Airport operator to switch procurement method on T5 second satellite building

BAA will not use the procurement method it pioneered at Heathrow Terminal 5 on the building’s second satellite.

Under the “T5 agreement”, airport operator BAA took financial risk away from its suppliers and on to itself, which allowed it to promote team working and have greater logistical control.

The successful completion of the £4.3bn Terminal 5, which is set to open on time and on budget on 28 March, is thought to have been largely owing to BAA’s willingness to take on risk and play a central role in managing the building’s construction.

However, BAA has decided not to use the agreement on its first major construction project after T5’s completion – the £300m “T5c”. This will be seen as a move away from the ground-breaking procurement approach crafted by company.
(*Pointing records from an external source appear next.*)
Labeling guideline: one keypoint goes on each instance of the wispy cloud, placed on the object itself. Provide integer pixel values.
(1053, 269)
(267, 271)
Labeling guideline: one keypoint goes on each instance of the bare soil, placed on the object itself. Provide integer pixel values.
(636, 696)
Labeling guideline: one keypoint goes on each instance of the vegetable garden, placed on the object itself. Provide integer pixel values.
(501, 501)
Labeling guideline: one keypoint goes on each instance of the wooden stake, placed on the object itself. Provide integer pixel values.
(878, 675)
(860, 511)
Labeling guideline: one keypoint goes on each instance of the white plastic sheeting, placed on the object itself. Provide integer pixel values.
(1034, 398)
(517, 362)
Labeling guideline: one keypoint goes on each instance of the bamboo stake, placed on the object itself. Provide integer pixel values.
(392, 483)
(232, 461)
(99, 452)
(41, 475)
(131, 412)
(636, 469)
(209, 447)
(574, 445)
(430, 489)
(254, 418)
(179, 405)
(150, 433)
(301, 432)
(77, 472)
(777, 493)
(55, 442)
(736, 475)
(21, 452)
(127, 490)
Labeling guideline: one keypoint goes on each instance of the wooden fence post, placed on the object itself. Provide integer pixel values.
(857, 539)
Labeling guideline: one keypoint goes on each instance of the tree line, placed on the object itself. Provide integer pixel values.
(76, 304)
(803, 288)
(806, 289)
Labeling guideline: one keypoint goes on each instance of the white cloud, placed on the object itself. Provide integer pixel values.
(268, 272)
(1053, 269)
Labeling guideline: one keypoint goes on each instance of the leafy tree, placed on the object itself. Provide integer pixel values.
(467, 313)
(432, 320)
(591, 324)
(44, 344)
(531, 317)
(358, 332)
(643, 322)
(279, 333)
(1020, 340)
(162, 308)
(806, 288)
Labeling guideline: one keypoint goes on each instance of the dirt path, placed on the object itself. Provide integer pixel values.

A source close to the project said the exact form of contract BAA would use had not been decided yet, but said more risk would be placed on the contractor than was the case at T5, and that it was likely to be a lump sum arrangement. He said: “BAA wants some accountability from its contractors. I’d be very surprised if it used something like construction management as it would be taking on all the risk again.”

This news comes weeks after it emerged that BAA would be making up to 200 redundancies in its construction projects division at the end of January.

In an interview to be published in Building next week, Andrew Wolstenholme, BAA’s construction director, said it would use a “where the cap fits” approach to procurement from now on.

He said: “What we’re doing with the next generation of frameworks is picking out the learning from T5 and acknowledging that one cap doesn’t fit all our projects.

“The projects will be run very much in a T5 style, and we will handle risk in appropriately different ways.”

T5c, T5’s second satellite, will be built by Carillion and will be the first large project taken on by BAA’s third generation of framework contractors.

Groundwork contractors are already on site, with completion anticipated for 2010. It will be a similar size to existing satellite building T5b, which is 442m long and has 17 departure gates.